Shen rubbed his eyes and looked at his bleary reflection again. Time to wake up, be alert for Quon. He ran the water into the basin and splashed it into his face, then dabbed his face dry with a towel. He dressed quickly and quietly left the apartment. The hallway was empty, dimly lit by mustard-tinted lamps. Identical wooden doors stood alongside each other, just as they had done before he left, but as Shen passed along them, he felt the hallway was longer than he had imagined, with a few more doors at the end. That can’t be true, he told himself. It was evidently his brain kick-starting itself from the deep sleep Quon had disturbed. A forty-seven-year-old wife with unusually youthful skin was one thing, a lengthened hallway in a fifty-storey apartment block was another.

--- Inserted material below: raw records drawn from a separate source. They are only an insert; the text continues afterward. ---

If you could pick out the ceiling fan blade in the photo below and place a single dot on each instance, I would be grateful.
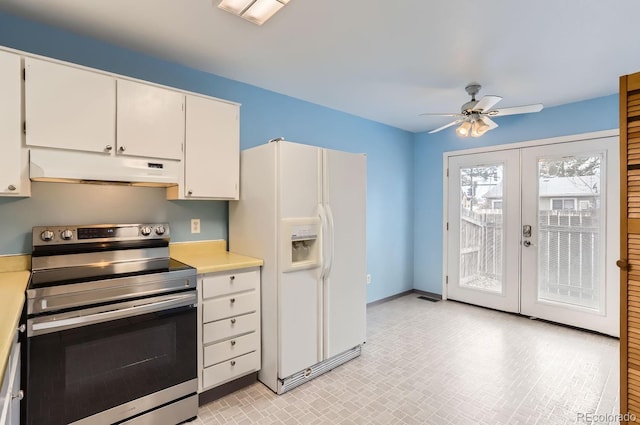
(491, 123)
(440, 115)
(524, 109)
(446, 126)
(486, 103)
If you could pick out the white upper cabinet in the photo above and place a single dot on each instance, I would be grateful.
(212, 150)
(11, 163)
(68, 107)
(150, 121)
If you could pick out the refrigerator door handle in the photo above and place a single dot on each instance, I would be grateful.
(331, 240)
(324, 223)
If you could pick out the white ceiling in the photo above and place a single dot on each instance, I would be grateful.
(387, 61)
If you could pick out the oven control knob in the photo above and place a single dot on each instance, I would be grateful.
(46, 236)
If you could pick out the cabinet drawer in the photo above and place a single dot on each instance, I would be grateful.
(230, 369)
(233, 305)
(226, 328)
(228, 283)
(230, 348)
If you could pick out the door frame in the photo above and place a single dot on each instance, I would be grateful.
(526, 144)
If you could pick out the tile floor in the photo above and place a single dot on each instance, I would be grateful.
(447, 363)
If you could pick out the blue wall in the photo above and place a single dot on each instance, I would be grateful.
(575, 118)
(264, 115)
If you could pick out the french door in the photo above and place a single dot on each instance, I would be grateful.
(534, 230)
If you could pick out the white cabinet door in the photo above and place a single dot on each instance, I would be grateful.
(212, 155)
(68, 107)
(150, 121)
(10, 124)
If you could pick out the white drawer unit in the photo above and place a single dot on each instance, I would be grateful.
(231, 369)
(229, 283)
(234, 347)
(224, 329)
(230, 306)
(229, 326)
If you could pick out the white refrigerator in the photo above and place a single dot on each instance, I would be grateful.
(302, 209)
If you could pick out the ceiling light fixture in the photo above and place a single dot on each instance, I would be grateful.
(473, 126)
(464, 129)
(256, 11)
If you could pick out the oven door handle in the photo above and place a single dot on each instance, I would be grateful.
(49, 324)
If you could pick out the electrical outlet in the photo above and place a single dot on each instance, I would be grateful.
(195, 225)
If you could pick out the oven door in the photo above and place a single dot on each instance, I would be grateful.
(110, 363)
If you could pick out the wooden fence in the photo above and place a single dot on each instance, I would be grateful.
(569, 252)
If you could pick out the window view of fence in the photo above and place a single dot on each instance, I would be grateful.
(481, 228)
(568, 232)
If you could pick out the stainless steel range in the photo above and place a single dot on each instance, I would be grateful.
(111, 328)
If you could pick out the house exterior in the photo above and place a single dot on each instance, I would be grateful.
(580, 193)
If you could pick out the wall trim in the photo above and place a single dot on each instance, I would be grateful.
(402, 294)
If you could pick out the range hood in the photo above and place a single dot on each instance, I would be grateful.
(55, 165)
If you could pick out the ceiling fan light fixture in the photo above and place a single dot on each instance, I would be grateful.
(464, 129)
(256, 11)
(479, 127)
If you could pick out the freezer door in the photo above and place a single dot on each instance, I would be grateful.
(299, 296)
(344, 196)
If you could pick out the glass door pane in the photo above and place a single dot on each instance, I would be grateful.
(481, 231)
(570, 230)
(483, 214)
(570, 201)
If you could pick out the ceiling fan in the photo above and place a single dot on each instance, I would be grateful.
(475, 116)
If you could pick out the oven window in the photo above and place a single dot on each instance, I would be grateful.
(79, 372)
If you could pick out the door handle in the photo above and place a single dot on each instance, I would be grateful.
(623, 264)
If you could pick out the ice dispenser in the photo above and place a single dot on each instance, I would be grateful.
(301, 243)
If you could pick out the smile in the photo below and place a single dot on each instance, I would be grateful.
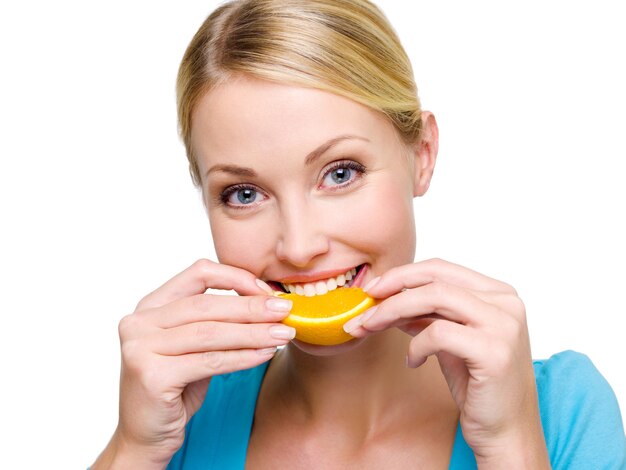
(322, 286)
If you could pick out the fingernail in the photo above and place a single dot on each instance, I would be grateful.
(267, 351)
(264, 286)
(282, 332)
(368, 314)
(356, 322)
(276, 304)
(371, 284)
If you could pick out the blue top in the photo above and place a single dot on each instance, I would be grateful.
(580, 415)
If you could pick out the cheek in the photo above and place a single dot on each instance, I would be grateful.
(380, 221)
(241, 243)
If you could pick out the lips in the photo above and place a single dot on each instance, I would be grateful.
(322, 286)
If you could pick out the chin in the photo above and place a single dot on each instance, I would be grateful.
(317, 350)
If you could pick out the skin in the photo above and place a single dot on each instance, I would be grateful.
(296, 220)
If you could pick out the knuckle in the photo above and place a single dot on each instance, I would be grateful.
(131, 355)
(435, 263)
(150, 377)
(203, 265)
(508, 288)
(201, 302)
(501, 357)
(214, 360)
(256, 305)
(206, 332)
(438, 289)
(518, 307)
(437, 331)
(127, 325)
(143, 303)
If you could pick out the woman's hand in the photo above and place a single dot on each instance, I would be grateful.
(476, 326)
(175, 341)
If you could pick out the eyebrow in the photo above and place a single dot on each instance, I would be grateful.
(309, 159)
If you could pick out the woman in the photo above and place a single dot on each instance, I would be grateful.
(304, 131)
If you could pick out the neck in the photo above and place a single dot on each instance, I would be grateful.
(366, 388)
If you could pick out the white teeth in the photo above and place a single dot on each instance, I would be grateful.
(309, 290)
(321, 287)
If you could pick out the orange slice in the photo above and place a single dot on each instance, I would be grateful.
(320, 319)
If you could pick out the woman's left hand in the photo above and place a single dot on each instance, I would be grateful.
(476, 326)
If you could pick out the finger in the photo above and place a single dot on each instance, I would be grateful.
(190, 368)
(227, 308)
(448, 301)
(445, 336)
(421, 273)
(219, 336)
(199, 277)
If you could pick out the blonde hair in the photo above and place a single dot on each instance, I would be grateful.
(346, 47)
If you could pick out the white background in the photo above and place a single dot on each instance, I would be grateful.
(98, 208)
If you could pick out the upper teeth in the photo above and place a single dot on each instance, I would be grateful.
(321, 287)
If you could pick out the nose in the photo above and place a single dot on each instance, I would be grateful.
(302, 237)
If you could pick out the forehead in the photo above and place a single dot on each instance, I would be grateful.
(246, 118)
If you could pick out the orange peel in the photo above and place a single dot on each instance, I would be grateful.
(319, 319)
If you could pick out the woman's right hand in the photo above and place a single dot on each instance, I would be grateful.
(175, 341)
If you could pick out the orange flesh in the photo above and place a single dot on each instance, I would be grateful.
(320, 319)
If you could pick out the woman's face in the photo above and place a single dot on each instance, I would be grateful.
(303, 186)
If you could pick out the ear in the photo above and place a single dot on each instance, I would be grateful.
(425, 154)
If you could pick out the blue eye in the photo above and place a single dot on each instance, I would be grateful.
(240, 196)
(342, 173)
(246, 196)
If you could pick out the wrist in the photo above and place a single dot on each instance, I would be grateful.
(121, 455)
(516, 452)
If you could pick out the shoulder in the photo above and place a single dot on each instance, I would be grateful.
(217, 436)
(580, 414)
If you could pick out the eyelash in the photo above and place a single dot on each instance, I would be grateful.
(227, 192)
(352, 165)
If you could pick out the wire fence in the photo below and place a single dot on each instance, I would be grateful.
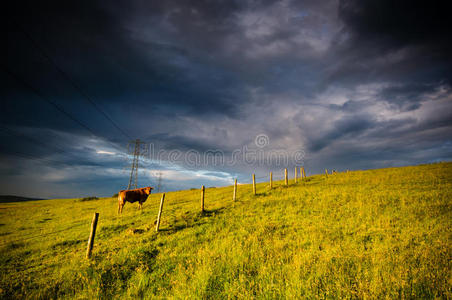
(173, 211)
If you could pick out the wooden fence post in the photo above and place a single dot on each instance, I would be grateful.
(254, 184)
(234, 197)
(202, 198)
(160, 213)
(92, 235)
(271, 180)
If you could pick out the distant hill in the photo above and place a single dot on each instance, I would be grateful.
(10, 198)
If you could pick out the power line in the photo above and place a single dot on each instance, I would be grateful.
(56, 106)
(73, 83)
(34, 157)
(18, 134)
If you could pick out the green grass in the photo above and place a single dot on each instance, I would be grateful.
(365, 234)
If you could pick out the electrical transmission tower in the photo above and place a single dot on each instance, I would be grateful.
(133, 180)
(159, 183)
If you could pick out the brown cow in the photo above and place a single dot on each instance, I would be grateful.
(131, 196)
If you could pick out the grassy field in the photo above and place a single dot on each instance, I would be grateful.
(380, 234)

He took the elevator to the bottom and stepped out into the cold, wet street. The Glimmer Room was a good twenty-minute walk from where he stood. He could grab a taxi, he thought, but he could do with some fresh air, a bit of time to prepare himself for whatever it was Quon was so eager to tell him. So he pulled up his collar and took to the street.

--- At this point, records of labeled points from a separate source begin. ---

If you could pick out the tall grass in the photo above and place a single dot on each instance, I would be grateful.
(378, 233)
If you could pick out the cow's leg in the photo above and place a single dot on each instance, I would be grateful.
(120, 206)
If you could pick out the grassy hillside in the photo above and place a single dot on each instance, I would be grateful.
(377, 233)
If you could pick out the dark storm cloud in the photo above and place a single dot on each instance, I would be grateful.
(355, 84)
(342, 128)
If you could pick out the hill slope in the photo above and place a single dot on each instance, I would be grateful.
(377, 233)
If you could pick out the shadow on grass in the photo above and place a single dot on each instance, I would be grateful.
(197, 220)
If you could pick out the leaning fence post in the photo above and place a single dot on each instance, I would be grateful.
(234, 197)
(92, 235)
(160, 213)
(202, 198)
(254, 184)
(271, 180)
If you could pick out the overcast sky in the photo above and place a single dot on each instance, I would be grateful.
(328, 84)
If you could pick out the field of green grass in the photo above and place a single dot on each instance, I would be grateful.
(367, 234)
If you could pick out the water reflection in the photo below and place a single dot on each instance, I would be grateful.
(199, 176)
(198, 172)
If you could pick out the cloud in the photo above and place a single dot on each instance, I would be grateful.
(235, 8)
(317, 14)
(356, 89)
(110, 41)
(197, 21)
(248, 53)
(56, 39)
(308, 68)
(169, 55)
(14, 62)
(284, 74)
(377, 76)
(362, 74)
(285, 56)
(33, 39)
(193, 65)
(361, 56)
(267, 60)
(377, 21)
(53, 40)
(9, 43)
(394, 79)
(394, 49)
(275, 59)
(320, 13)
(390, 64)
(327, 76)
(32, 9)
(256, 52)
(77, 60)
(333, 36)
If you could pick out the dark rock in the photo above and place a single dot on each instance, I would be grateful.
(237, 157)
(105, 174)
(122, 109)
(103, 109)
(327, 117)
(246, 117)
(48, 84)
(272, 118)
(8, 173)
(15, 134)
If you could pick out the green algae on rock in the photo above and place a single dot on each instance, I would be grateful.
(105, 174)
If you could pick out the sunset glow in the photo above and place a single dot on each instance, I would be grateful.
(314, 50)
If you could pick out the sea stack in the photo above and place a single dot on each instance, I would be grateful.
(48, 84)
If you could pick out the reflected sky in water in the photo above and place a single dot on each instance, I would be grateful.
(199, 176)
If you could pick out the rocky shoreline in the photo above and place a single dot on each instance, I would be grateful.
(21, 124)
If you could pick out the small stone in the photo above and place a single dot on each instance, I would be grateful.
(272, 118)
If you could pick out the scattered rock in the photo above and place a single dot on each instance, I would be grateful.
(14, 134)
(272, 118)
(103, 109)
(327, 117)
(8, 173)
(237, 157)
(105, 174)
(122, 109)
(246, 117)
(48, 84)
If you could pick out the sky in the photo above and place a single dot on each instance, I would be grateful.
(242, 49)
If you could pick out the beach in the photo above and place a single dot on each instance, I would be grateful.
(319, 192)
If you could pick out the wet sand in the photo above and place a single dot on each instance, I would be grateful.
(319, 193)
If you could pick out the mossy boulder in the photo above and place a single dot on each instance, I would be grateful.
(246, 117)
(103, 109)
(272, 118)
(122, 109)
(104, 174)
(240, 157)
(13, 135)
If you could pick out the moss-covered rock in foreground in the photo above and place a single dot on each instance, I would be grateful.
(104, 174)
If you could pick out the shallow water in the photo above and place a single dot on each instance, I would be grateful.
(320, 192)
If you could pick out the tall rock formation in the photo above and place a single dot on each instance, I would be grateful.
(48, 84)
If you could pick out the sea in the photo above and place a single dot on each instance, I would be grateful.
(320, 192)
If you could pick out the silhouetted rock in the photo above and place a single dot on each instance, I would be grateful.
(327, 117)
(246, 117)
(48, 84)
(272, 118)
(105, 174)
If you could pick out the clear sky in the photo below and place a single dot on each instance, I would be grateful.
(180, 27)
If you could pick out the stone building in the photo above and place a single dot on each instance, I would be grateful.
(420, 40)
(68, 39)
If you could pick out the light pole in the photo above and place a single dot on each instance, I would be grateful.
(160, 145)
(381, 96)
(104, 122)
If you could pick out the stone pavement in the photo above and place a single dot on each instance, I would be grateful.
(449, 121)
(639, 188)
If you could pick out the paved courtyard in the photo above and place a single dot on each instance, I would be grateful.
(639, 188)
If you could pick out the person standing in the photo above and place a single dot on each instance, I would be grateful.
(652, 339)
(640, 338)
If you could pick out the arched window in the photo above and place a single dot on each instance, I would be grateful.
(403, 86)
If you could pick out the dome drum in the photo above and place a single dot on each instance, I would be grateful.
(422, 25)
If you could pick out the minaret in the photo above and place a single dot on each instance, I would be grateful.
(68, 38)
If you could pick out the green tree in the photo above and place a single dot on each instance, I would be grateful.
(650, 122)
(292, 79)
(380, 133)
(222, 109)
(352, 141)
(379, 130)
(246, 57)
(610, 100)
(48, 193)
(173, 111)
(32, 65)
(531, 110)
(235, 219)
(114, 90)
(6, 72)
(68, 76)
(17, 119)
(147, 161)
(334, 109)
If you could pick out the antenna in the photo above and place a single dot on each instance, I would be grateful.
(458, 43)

Shen hadn’t seen Quon for at least two months. Not since the last round of interviews, when everyone had finally lost interest in the crew’s dramatic return from their voyage. The last time he’d seen Quon had been at that awkward dinner with the executives. Quon had been there with his wife, a quiet woman who’d attached herself to her husband like a pretty little cufflink and smiled carefully at all the right lines. Conversation hadn’t exactly flowed that night (most of the astrominers had difficulty talking freely about their nine isolated years), but Quon had not seemed particularly out of place. His wife had selected his meals for him, with no thanks from him. No surprises there. On Chang’e 11, his nickname had been Mr. Droid because of his stony and mechanical nature. When their meals had finally arrived he’d dismantled and ingested each course like he was performing an important task. Once again, nothing unusual for Quon.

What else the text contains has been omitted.